Ondertussen doctoreerde Wauters aan de Universiteit van Luik in natuur- en scheikundige wetenschappen. Hij verdedigde zijn proefschrift in 1901 en werd professor aan de École de Tannerie van de universiteit. Hij leidde de laboratoria waar onderzoek werd gedaan naar leerlooien. Daarnaast stichtte hij rond 1905 een eerste anti-tering-dispensarium in Haspengouw en werkte hij rond de preventie van kindersterfte. Hij zetelde voor de Belgische Werkliedenpartij in de gemeenteraad van Borgworm en was ook vrijmetselaar.
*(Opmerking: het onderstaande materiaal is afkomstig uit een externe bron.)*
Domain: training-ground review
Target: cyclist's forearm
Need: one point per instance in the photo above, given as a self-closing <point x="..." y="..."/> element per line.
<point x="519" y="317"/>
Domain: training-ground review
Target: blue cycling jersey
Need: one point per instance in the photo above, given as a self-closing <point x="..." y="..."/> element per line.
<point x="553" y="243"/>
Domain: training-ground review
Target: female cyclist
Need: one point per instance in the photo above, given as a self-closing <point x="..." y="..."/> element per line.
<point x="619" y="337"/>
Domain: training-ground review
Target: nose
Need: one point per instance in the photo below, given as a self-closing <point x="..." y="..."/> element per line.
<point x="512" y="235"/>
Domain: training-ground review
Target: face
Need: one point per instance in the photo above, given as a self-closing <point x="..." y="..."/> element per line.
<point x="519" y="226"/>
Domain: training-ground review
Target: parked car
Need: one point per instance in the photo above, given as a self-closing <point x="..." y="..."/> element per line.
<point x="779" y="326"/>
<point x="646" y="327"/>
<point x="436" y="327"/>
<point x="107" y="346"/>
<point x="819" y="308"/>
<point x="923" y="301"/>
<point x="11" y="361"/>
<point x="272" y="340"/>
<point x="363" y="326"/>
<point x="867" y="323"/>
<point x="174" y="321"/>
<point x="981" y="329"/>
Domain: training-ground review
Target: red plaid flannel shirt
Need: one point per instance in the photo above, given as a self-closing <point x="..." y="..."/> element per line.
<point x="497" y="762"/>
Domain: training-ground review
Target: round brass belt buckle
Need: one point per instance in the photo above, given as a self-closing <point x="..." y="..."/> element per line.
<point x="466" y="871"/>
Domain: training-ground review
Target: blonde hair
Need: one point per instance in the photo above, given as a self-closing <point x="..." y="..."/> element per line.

In 1908 kwam Wauters voor de socialisten in het parlement. Hij had op de lijst gestaan voor het arrondissement Hoei-Borgworm en volgde in de Kamer van volksvertegenwoordigers Pascal Braconier op, die vertrok naar de Senaat. Met zijn 33 jaar was Wauters het jongste Kamerlid. In 1910 werd hij directeur van het socialistisch dagblad Le Peuple en stopte hij zijn academische loopbaan. Hij zetelde in de Kamer tot 1912 en – na opnieuw te zijn verkozen in 1914 – onafgebroken tot 1929.
Tijdens de Eerste Wereldoorlog zat Wauters in de landbouwsectie en de werklozenwerking van het Nationaal Hulp- en Voedingskomiteit. Hij protesteerde bij de Duitsers tegen de arbeidsdeportaties. Voorts was hij de afgevaardigde van de BWP bij de regering in Le Havre. Hij weigerde mee te gaan in de revolutie die een Duitse soldatenraad op 10 november 1918 in Brussel wilde ontketenen. Wauters was die dag aanwezig in het Volkshuis en heeft volgens sommige bronnen langdurig gespeecht om de vakbonden te weerhouden van deelname.[1] Zoals de rest van de partijleiding wilde hij geen socialistische republiek, zeker niet op initiatief van de Duitsers. Hij nam vrede met het aanblijven van koning Albert I voor zover die het algemeen enkelvoudig stemrecht zou realiseren (de zogenaamde Coup van Loppem). Tijdens de oorlog voerde Wauters ook spionage-activiteiten uit voor het Belgische en het Noord-Franse leger. Hiervoor werd hij in 1919 in Frankrijk benoemd tot Officier in het Legioen van Eer.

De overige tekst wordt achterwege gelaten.